Women With Breast Cancer Gene Favor Preventive Mastectomy


Most carriers view the procedure as best security against the disease, study finds.

MONDAY, March 9 (HealthDay News) -- Women who know they carry a gene that puts them at higher risk of breast cancer tend to opt for preventive mastectomy, a new study concludes.

Several type of risk management strategies are available to women found to have a mutated BRCA1 or BRCA2 gene, which is known to elevate a woman's risk of breast cancer. These range from simply having more frequent screening exams to the preemptive removal of a breast.

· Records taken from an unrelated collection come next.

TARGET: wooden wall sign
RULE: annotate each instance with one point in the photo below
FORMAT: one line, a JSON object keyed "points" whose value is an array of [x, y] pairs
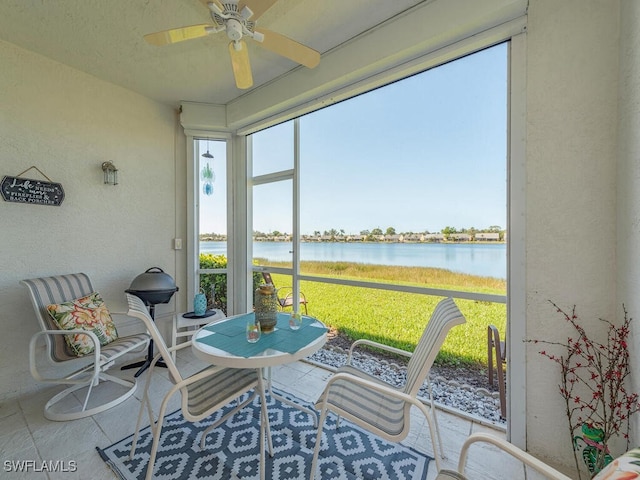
{"points": [[27, 190]]}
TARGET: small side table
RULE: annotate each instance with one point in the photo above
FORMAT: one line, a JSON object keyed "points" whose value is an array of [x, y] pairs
{"points": [[186, 327]]}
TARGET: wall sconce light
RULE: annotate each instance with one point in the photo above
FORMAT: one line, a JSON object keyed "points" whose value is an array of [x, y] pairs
{"points": [[110, 173]]}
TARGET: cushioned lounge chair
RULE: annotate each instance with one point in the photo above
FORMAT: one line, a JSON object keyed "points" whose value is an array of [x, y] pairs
{"points": [[379, 407], [78, 371]]}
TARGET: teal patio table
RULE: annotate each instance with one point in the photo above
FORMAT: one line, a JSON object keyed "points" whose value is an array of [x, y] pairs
{"points": [[224, 343]]}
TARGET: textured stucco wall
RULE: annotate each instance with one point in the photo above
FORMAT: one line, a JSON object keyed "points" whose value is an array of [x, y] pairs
{"points": [[66, 123], [572, 88], [628, 226]]}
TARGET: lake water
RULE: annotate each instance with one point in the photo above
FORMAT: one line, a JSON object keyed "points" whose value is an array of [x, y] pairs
{"points": [[487, 260]]}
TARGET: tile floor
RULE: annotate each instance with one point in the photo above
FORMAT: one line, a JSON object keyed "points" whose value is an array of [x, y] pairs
{"points": [[26, 435]]}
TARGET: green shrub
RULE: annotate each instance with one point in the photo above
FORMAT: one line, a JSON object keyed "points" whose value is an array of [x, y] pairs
{"points": [[214, 285]]}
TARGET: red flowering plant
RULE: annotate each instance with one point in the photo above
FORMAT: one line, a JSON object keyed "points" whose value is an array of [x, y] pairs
{"points": [[593, 374]]}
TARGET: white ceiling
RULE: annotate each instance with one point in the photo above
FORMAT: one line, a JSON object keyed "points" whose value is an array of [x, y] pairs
{"points": [[104, 38]]}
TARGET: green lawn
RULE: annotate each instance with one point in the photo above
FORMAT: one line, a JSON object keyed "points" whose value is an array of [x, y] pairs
{"points": [[398, 318]]}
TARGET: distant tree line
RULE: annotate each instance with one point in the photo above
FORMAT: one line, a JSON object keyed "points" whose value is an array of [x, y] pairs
{"points": [[448, 233]]}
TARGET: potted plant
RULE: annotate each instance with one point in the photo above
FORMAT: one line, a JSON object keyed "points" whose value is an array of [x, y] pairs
{"points": [[592, 384]]}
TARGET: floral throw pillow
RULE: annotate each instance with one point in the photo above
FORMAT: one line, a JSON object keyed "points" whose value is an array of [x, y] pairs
{"points": [[86, 313]]}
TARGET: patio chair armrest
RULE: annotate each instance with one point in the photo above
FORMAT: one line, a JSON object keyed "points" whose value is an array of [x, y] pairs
{"points": [[33, 362], [386, 389], [519, 454], [377, 345]]}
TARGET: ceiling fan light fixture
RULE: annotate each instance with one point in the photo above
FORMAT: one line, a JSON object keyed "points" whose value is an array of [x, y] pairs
{"points": [[234, 29], [246, 13], [215, 8]]}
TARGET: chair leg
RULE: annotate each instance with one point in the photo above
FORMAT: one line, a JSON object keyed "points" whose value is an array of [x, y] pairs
{"points": [[316, 449], [432, 432], [435, 424], [490, 355], [51, 414]]}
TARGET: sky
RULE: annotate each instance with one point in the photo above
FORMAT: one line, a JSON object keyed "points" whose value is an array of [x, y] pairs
{"points": [[418, 155]]}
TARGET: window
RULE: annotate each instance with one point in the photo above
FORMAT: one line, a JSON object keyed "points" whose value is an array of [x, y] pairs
{"points": [[211, 159]]}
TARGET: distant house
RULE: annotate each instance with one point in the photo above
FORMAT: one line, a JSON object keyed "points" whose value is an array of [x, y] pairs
{"points": [[393, 238], [355, 238], [460, 237], [433, 237], [488, 236], [415, 237]]}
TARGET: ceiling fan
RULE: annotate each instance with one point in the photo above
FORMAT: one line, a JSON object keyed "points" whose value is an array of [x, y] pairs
{"points": [[239, 21]]}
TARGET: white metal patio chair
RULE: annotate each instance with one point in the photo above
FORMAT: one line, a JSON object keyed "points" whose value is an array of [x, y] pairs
{"points": [[508, 448], [379, 407], [78, 372], [202, 393]]}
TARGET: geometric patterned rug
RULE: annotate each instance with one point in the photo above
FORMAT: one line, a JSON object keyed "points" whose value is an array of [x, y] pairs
{"points": [[231, 450]]}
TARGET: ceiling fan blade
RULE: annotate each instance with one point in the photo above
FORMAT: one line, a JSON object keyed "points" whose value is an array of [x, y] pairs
{"points": [[216, 2], [167, 37], [240, 63], [258, 7], [289, 48]]}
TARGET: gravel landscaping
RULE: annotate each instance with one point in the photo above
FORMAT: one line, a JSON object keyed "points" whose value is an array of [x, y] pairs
{"points": [[464, 393]]}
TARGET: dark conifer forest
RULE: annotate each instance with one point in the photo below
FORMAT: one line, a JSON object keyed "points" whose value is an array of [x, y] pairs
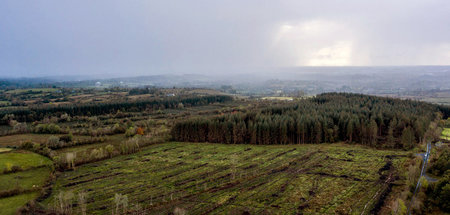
{"points": [[329, 117], [30, 114]]}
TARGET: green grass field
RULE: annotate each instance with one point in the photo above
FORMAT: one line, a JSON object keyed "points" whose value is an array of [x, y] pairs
{"points": [[36, 171], [24, 159], [446, 134], [203, 178], [5, 150], [9, 205]]}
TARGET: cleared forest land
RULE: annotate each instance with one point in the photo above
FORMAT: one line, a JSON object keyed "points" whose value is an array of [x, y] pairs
{"points": [[202, 178], [22, 176]]}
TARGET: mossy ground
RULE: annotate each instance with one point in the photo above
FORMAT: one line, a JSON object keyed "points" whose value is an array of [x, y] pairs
{"points": [[446, 134], [216, 178], [35, 172]]}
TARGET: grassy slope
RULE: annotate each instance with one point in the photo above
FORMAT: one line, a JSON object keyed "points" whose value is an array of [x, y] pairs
{"points": [[218, 178], [11, 204], [30, 180], [446, 134], [23, 159]]}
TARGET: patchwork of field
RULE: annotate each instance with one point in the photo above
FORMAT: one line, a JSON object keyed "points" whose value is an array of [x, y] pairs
{"points": [[25, 182], [446, 134], [202, 178]]}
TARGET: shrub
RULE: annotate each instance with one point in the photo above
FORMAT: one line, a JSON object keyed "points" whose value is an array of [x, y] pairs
{"points": [[47, 129], [27, 145], [130, 132], [109, 150], [12, 168], [67, 138], [53, 142]]}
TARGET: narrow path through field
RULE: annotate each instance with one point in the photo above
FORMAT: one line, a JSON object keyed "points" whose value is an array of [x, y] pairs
{"points": [[425, 156]]}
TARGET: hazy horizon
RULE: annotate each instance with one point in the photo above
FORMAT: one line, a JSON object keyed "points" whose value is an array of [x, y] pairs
{"points": [[141, 38]]}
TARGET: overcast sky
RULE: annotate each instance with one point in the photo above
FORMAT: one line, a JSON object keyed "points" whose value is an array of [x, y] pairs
{"points": [[131, 37]]}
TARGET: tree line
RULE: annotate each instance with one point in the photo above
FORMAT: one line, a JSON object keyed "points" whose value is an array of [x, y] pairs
{"points": [[31, 114], [329, 117]]}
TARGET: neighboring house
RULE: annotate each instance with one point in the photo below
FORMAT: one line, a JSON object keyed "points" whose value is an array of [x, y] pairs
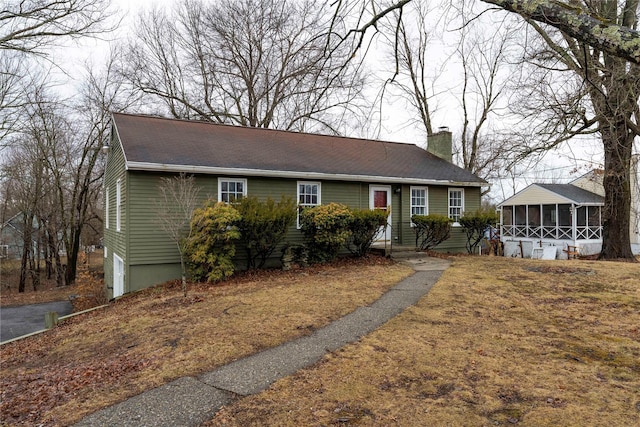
{"points": [[237, 161], [563, 216]]}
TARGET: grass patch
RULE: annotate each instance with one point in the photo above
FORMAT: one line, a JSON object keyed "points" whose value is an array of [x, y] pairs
{"points": [[155, 336], [497, 341]]}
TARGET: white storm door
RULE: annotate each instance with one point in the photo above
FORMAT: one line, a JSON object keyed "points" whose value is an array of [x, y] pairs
{"points": [[380, 198], [118, 276]]}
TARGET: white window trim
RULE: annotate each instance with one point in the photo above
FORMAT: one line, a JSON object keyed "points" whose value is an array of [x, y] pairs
{"points": [[461, 190], [319, 184], [228, 179], [426, 200], [106, 208], [118, 205]]}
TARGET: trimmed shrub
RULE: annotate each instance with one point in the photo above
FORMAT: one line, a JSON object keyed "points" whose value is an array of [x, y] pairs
{"points": [[263, 225], [431, 230], [474, 225], [326, 230], [211, 247], [364, 227]]}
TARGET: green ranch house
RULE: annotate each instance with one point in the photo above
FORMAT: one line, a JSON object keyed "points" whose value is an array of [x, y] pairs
{"points": [[237, 161]]}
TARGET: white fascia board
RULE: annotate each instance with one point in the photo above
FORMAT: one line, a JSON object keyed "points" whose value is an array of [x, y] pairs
{"points": [[157, 167]]}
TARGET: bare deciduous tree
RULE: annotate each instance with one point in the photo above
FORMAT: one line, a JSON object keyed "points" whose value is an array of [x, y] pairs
{"points": [[584, 22], [177, 200], [32, 25], [260, 63], [599, 44], [575, 88]]}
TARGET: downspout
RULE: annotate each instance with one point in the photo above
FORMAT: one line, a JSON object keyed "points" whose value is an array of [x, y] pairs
{"points": [[574, 223]]}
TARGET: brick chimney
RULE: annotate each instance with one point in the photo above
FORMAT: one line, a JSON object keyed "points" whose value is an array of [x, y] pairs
{"points": [[440, 143]]}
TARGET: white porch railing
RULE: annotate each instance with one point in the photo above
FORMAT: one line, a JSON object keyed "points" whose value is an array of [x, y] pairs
{"points": [[552, 232]]}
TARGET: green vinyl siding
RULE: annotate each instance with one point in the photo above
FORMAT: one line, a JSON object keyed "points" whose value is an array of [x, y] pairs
{"points": [[438, 203], [114, 241], [151, 257]]}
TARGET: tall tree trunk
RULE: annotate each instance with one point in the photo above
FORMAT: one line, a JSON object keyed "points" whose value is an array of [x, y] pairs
{"points": [[72, 255], [616, 241]]}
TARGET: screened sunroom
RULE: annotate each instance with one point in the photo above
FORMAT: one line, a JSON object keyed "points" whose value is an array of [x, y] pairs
{"points": [[551, 215]]}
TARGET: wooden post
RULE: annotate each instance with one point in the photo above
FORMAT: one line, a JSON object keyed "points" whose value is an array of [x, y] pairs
{"points": [[50, 319]]}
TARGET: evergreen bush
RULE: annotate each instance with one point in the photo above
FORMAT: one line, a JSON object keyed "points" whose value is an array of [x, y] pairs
{"points": [[263, 225], [211, 246], [326, 229], [364, 227], [474, 225]]}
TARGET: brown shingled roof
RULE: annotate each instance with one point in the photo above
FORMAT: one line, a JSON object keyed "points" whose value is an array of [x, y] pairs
{"points": [[153, 143]]}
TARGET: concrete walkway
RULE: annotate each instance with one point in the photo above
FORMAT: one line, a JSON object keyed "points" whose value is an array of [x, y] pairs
{"points": [[189, 401]]}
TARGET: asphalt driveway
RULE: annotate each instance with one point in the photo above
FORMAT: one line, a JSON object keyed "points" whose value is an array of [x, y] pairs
{"points": [[24, 319]]}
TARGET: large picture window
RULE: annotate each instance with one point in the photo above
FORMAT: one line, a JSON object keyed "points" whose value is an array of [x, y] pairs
{"points": [[230, 189], [456, 204], [419, 200]]}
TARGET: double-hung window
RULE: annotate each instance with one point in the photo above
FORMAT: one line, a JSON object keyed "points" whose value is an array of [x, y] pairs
{"points": [[456, 204], [419, 197], [308, 195], [230, 189]]}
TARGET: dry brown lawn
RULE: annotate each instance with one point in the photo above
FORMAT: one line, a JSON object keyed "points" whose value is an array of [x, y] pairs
{"points": [[142, 341], [496, 342]]}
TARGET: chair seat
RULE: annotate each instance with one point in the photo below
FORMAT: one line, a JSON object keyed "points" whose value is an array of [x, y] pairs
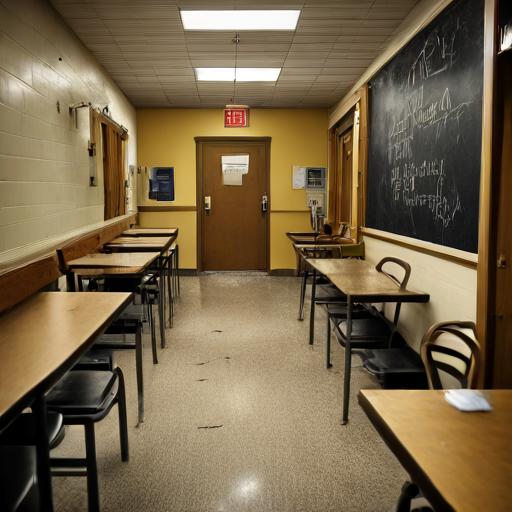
{"points": [[339, 312], [97, 360], [17, 469], [83, 392], [329, 293], [371, 330], [22, 431]]}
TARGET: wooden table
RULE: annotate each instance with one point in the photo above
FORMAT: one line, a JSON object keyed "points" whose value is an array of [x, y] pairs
{"points": [[141, 244], [462, 461], [151, 232], [121, 266], [361, 283], [135, 261], [150, 244], [41, 339]]}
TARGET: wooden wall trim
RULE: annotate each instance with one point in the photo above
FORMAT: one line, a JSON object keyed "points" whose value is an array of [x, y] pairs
{"points": [[166, 208], [20, 283], [290, 211], [89, 242], [485, 314], [444, 253]]}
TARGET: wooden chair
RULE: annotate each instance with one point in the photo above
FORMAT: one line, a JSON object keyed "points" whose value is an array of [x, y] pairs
{"points": [[451, 347]]}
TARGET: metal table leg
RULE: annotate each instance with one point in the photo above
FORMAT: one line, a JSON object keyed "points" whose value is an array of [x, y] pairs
{"points": [[138, 364], [44, 475], [312, 315], [348, 362]]}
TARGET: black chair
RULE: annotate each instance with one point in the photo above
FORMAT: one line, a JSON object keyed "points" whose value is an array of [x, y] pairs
{"points": [[18, 461], [373, 331], [17, 472], [84, 398], [370, 331]]}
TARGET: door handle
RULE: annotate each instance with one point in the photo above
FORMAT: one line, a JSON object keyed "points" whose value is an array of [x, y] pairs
{"points": [[208, 205]]}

Researchers at the University of Texas M. D. Anderson Cancer Center in Houston interviewed women who were tested for the mutation. They researchers found that roughly two-thirds of women who tested positive for the BRCA mutation believed that a preventive mastectomy was the most effective way to prevent breast cancer from developing or reduce their worry about the disease.

Only 40 percent of women who tested negative for the mutation saw the surgery as the best preventative and only a third thought the procedure was the best way to alleviate their worry about having breast cancer.

"Health care providers and genetic counselors must take this into account when assessing a woman's needs at the time of genetic testing and results disclosure," the authors wrote in the April 15 issue of Cancer.

The researchers found that 81 percent of women who saw preventive mastectomy as the best way to reduce cancer risk ended up having the procedure after testing positive. Slightly more (84.2 percent) had the surgery if they viewed it as the only way to reduce worry about possible breast cancer.